We combined Date and Time attributes in order to convert them to the correct format to complete the appropriate analysis.
We then named the new attribute as “DateTime” and moved it to the front.
Timezone “Europe/Paris” was assigned to DateTime attribute.
DateTime attribute data type was converted from character to POSIXct for future time series analysis.
We converted the dataframe to tibbletime frame for a better visualization.
We also created new attributes by Year, Quarter, Month, Week, Day, Hour and Minute individually, so that we can filter the data accordly in the future inspection.

## Combine Date and Time attribute values in a new attribute column
newDF <-cbind(newDF, paste(newDF$Date,newDF$Time), 
                      stringsAsFactors=FALSE)
## Give the new attribute a header name 
colnames(newDF)[6] <-"DateTime"
## Move the DateTime attribute within the dataset
newDF <- newDF[,c(ncol(newDF), 1:(ncol(newDF)-1))]

## Add the time zone
attr(newDF$DateTime, "tzone") <- "Europe/Paris"
## Convert DateTime from character to POSIXct 
newDF$DateTime <- as.POSIXct(newDF$DateTime, "%Y/%m/%d %H:%M:%S", origin = "2007-01-01 01:00:00")

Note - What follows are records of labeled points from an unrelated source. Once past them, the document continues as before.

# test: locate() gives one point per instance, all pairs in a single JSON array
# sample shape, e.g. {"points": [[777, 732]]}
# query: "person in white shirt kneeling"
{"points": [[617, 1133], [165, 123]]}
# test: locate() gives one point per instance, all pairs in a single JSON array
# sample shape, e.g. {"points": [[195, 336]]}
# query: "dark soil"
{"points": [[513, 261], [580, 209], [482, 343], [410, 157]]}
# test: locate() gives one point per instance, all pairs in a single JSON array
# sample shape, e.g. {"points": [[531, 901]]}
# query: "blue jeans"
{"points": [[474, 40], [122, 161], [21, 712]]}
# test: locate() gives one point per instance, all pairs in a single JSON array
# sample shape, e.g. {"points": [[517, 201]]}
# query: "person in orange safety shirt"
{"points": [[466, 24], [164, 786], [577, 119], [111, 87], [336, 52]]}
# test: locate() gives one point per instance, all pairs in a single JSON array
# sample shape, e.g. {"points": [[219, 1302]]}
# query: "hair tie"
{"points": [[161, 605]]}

# convert the dataframe to tibbletime 
library(tibbletime)
newDF <- as_tbl_time(newDF, index = DateTime)
head(newDF)

## # A time tibble: 6 x 6
## # Index: DateTime
##   DateTime            Date    Time  Sub_metering_1 Sub_metering_2 Sub_metering_3
##   <dttm>              <chr>   <chr>          <dbl>          <dbl>          <dbl>
## 1 2007-01-01 00:00:00 2007-0… 00:0…              0              0              0
## 2 2007-01-01 00:01:00 2007-0… 00:0…              0              0              0
## 3 2007-01-01 00:02:00 2007-0… 00:0…              0              0              0
## 4 2007-01-01 00:03:00 2007-0… 00:0…              0              0              0
## 5 2007-01-01 00:04:00 2007-0… 00:0…              0              0              0
## 6 2007-01-01 00:05:00 2007-0… 00:0…              0              0              0

library(lubridate)
## Create "year" attribute with lubridate
newDF$year <- year(newDF$DateTime)
## quarter, month, week, weekday, day, hour and minute
newDF$quarter <- quarter(newDF$DateTime)
newDF$month <- month(newDF$DateTime)
newDF$week <- week(newDF$DateTime)
newDF$weekday <- weekdays(newDF$DateTime)
newDF$day <- day(newDF$DateTime)
newDF$hour <- hour(newDF$DateTime)
newDF$minute <- minute(newDF$DateTime)

Initial Statistical Exploration

Here we used the summary() command calculate the mean, mode, standard deviation, quartiles & characterization of the distribution.
We also used sd() to check standard deviation, sum() for the total power consumption for individual sub-meter.
The result of inital statistical exploration was attached below.

## initial exploration 
summary(newDF)
sd(newDF$Sub_metering_1)
sd(newDF$Sub_metering_2)
sd(newDF$Sub_metering_3)
mode(newDF$Sub_metering_1)
sum(newDF$Sub_metering_1)
sum(newDF$Sub_metering_2)
sum(newDF$Sub_metering_3)

Sub-meter 1 (Kitchen) has the highest maximum power usage, while Sub-meter 3 (Water Heater and AC) has the highest total power usage.
A suggestion for the house owner/developer is to seperate Water Heater and AC into two different sub-meters, so that we can investigate two most power consumption appliances individually.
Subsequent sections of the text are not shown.